We have to plan for serendipity — and recognize collaboration has replaced it as the glue that holds workplaces together.
Teamwork Isn’t Child’s Play
Teamwork questions are arguably the most common of all of behavioral pre-employment interview questions. One company I know actually asks applicants whether they played a team sport in high school. It considers it a negative if they say “no.”
Hmmm. Is it punitive to discriminate against someone who lacked the physical or financial means to play a sport? Is there any valid reason to hire soccer players over long distance runners?
Legalities about such questions aside, the question nonetheless demonstrates the value we now place on teamwork.
But as anyone who has ever played a group sport can attest, teamwork takes work. You need to know how to play together or the whole thing is just one frustrating mess. And that brings us back to collaboration tools.

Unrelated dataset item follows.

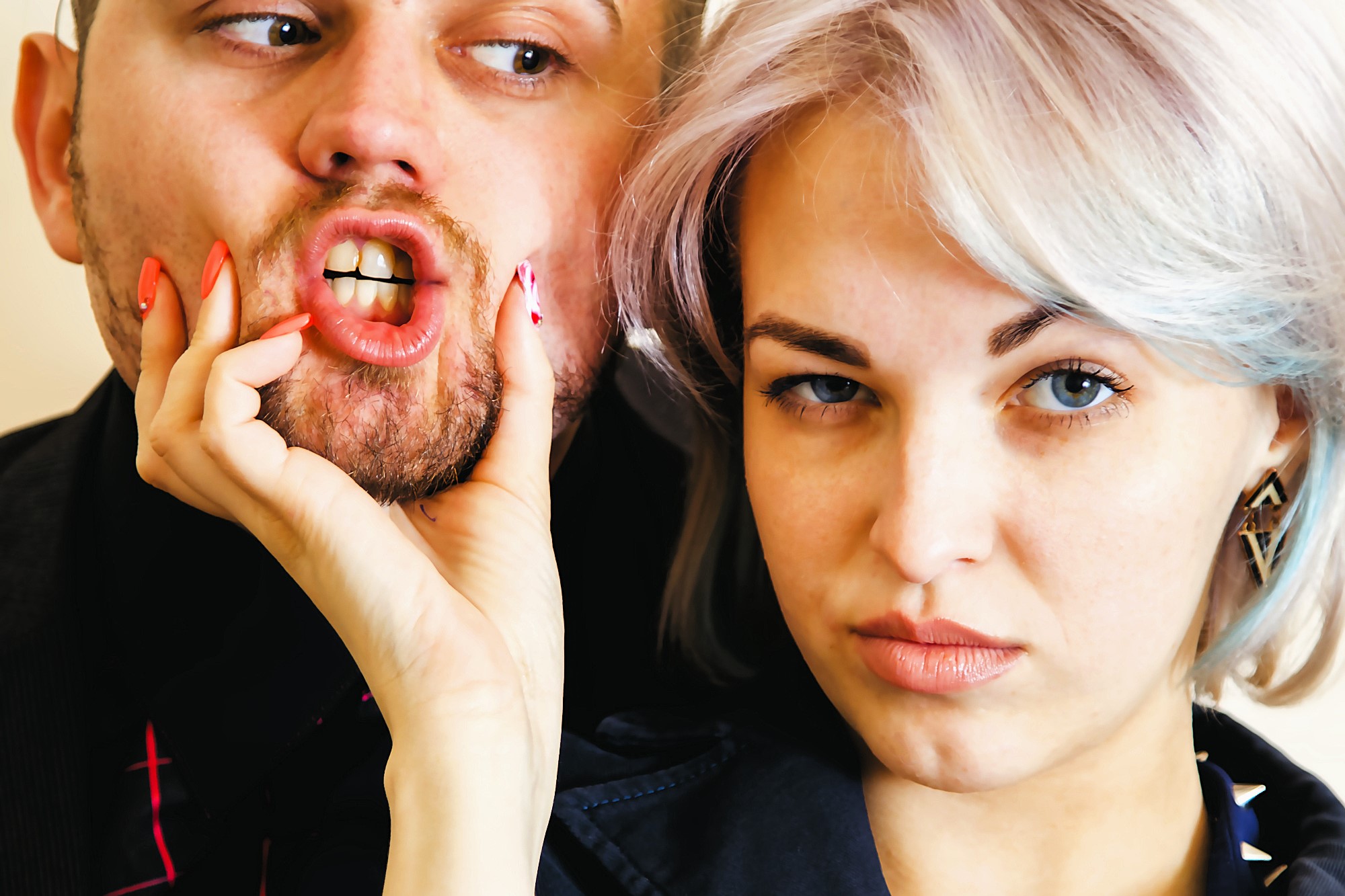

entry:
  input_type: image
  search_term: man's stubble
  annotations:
[69,116,596,505]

Enterprise Collaboration Is Exciting Again
Dion Hinchcliffe, chief strategy officer at the online community strategy and solutions firm 7Summits, is a collaboration expert. In a recent article on ZDNetDion, he enthusiastically discussed “why enterprise collaboration is exciting again.”
“After years of incremental progress, the enterprise collaboration industry is currently seeing a burst of innovation that’s led to several new approaches that have real potential to become digital workplace breakthroughs.”
Vendors are fueled by the success of Slack, which gained more than 1.25 million paid users since launching in 2013. Vendors are developing collaborative capabilities with potential to deliver effective differentiation when it comes to driving results in the digital workplace, he said.
But that doesn’t mean it’s easy to select the right collaboration tool for your business. He added:
“Sober practitioners understand that there’s simply no one magic bullet or approach today to deal with collaborative proliferation other than the hard day-to-day detective work required to a) reduce fragmentation in apps, channels, search/discovery, and engagement, b) be inclusive of additional solutions when it’s truly in the best interest of the business, and c) making sure the whole portfolio is genuinely leading to increased organizational value.”